Design equations (Horst et al. 2013)¤

For channels spaced δλ = 15 nm around λ_c = 1307.5 nm with n_gr = 4, n_eff = 2.4:

\[\Delta L_{\rm Base} = \frac{\lambda_c^2}{2\, \delta\lambda\, n_{\rm gr}} = \frac{1307.5^2}{2 \times 15 \times 4 \times 1000} = 14.246\; \mu{\rm m}\]
\[\Delta L_{\rm FS} = \frac{\lambda_c}{n_{\rm eff}} = \frac{1307.5}{2.4 \times 1000} = 0.5448\; \mu{\rm m}\]
Element Long arm (µm) Short arm (µm) ΔL
Root stage 1 264.246 250.0 ΔL_Base = 14.246
Root stage 2 278.492 250.0 2×ΔL_Base = 28.492
Leaf A 257.123 250.0 ΔL_Base/2 = 7.123
Leaf B 257.532 250.0 ΔL_Base/2 + 0.75×ΔL_FS = 7.532

The root coupling coefficients (0.5, 0.29, 0.08) are the Horst et al. analytic optimum for a flat-top 2-stage Chebyshev filter response.

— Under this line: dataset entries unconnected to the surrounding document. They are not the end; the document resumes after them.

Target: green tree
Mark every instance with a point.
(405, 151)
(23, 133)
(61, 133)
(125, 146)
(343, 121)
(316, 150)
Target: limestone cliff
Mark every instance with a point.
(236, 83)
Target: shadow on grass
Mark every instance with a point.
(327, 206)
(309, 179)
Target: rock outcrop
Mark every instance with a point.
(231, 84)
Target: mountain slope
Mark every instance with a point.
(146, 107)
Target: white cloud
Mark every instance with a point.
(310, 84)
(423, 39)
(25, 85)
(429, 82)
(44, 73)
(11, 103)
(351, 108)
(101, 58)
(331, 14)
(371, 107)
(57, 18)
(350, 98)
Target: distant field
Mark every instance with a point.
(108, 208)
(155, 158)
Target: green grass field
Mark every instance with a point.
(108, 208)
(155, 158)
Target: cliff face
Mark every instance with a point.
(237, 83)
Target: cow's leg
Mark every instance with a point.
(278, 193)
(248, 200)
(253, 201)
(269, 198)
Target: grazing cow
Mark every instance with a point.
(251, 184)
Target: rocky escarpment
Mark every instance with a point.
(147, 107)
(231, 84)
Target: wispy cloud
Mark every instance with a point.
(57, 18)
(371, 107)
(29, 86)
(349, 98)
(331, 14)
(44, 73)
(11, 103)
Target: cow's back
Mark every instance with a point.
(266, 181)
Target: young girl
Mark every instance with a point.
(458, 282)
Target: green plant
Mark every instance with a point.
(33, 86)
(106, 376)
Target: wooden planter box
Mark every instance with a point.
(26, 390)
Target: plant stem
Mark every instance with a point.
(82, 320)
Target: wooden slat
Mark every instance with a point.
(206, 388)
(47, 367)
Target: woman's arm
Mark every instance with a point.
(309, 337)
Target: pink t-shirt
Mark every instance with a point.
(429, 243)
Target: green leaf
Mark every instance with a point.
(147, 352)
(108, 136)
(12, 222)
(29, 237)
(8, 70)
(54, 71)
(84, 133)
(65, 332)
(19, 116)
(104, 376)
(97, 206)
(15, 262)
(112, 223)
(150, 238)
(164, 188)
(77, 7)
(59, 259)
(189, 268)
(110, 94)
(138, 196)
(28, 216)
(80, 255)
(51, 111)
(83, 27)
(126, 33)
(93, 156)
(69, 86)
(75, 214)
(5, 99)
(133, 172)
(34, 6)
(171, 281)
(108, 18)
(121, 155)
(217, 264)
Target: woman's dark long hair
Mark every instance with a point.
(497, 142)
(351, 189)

Trainable parameters (11 total)¤

  • 7 DC coupling coefficients: k_r1, k_r2, k_r3 (root) + k_a1, k_a2 (leaf A) + k_b1, k_b2 (leaf B)
  • 4 long arm lengths: L_r1a, L_r2a (root stages) + L_a1 (leaf A) + L_b1 (leaf B)

Paper-derived initial values use coupling (0.5, 0.29, 0.08) for the root — designed analytically for a flat Chebyshev passband — and equal-split (0.5) for leaves.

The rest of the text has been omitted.